Firstly section 191 of the Indian Penal Code states that “Whoever, being legally bound by an oath or by an express provision of law to state the truth or being bound by law to make a declaration upon any subject, makes any statement which is false, and which he either knows or believes to be false or does not believe to be true, is said to give false evidence.”
This offence is also called perjury or forswearing. This basically means a person is misrepresenting the truth willfully when under oath. For example, when a witness is produced in court and is kept under oath. But he lies when he was kept in oath because of which a criminal had been set free from prosecution or an innocent man is sent to jail.
Such a person is said to have committed the offence of forswearing or perjury. In court, this is considered as a serious offence as it disrupts the decorum of the court and results in miscarriage of justice.
A person who has committed the offence of perjury by lying in any stage of judicial proceeding will be punishable under section 193 of the Indian Penal Code.

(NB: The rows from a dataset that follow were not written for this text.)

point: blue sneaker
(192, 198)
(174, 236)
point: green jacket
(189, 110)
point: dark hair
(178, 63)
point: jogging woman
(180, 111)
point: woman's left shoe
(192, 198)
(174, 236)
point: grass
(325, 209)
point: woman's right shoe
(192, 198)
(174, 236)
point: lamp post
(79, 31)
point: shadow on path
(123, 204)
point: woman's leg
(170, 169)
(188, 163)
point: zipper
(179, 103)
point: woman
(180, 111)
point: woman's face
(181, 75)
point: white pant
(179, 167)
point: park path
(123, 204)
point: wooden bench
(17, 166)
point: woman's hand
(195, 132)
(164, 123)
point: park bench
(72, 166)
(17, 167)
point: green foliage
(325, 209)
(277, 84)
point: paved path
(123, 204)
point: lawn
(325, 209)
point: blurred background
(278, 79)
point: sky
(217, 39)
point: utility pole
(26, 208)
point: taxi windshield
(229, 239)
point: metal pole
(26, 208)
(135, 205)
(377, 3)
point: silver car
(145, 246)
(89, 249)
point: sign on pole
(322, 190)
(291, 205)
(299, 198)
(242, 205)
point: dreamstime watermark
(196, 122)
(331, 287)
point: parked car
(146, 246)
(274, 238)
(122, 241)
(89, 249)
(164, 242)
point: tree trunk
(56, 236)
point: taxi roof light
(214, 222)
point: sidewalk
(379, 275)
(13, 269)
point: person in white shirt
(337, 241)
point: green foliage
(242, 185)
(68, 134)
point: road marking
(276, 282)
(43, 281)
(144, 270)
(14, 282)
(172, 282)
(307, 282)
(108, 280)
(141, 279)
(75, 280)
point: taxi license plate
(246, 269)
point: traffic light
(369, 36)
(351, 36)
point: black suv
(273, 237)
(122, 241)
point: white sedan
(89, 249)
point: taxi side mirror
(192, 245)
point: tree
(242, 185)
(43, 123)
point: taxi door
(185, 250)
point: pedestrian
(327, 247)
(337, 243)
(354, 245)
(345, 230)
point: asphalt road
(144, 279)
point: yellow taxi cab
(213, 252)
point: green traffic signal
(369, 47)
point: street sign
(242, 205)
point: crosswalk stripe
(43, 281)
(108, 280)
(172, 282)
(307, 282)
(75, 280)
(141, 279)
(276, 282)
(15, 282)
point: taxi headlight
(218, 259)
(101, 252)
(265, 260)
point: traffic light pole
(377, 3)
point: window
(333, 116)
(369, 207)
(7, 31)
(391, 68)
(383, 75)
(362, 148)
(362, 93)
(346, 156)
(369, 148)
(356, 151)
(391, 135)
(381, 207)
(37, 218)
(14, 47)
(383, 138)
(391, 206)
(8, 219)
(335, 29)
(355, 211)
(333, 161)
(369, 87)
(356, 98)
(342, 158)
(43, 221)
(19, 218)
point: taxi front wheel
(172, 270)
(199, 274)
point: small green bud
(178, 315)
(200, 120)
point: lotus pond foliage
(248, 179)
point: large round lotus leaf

Section 193 of the Indian penal code states that “Whoever intentionally gives false evidence in any stage of a judicial proceeding, or fabricates false evidence for the purpose of being used in any stage of a judicial proceeding, shall be punished with imprisonment of either description for a term which may extend to seven years, and shall also be liable to fine, and whoever intentionally gives or fabricates false evidence in any other case, shall be punished with imprisonment of either description for a term which may extend to three years, and shall also be liable to fine”.
Basically, it consists of a punishment term which may extend to a period of seven years and shall also be liable for a fine.
Such an offence is considered non – cognizable, bailable, non-compoundable. And, triable by the magistrate of the first class.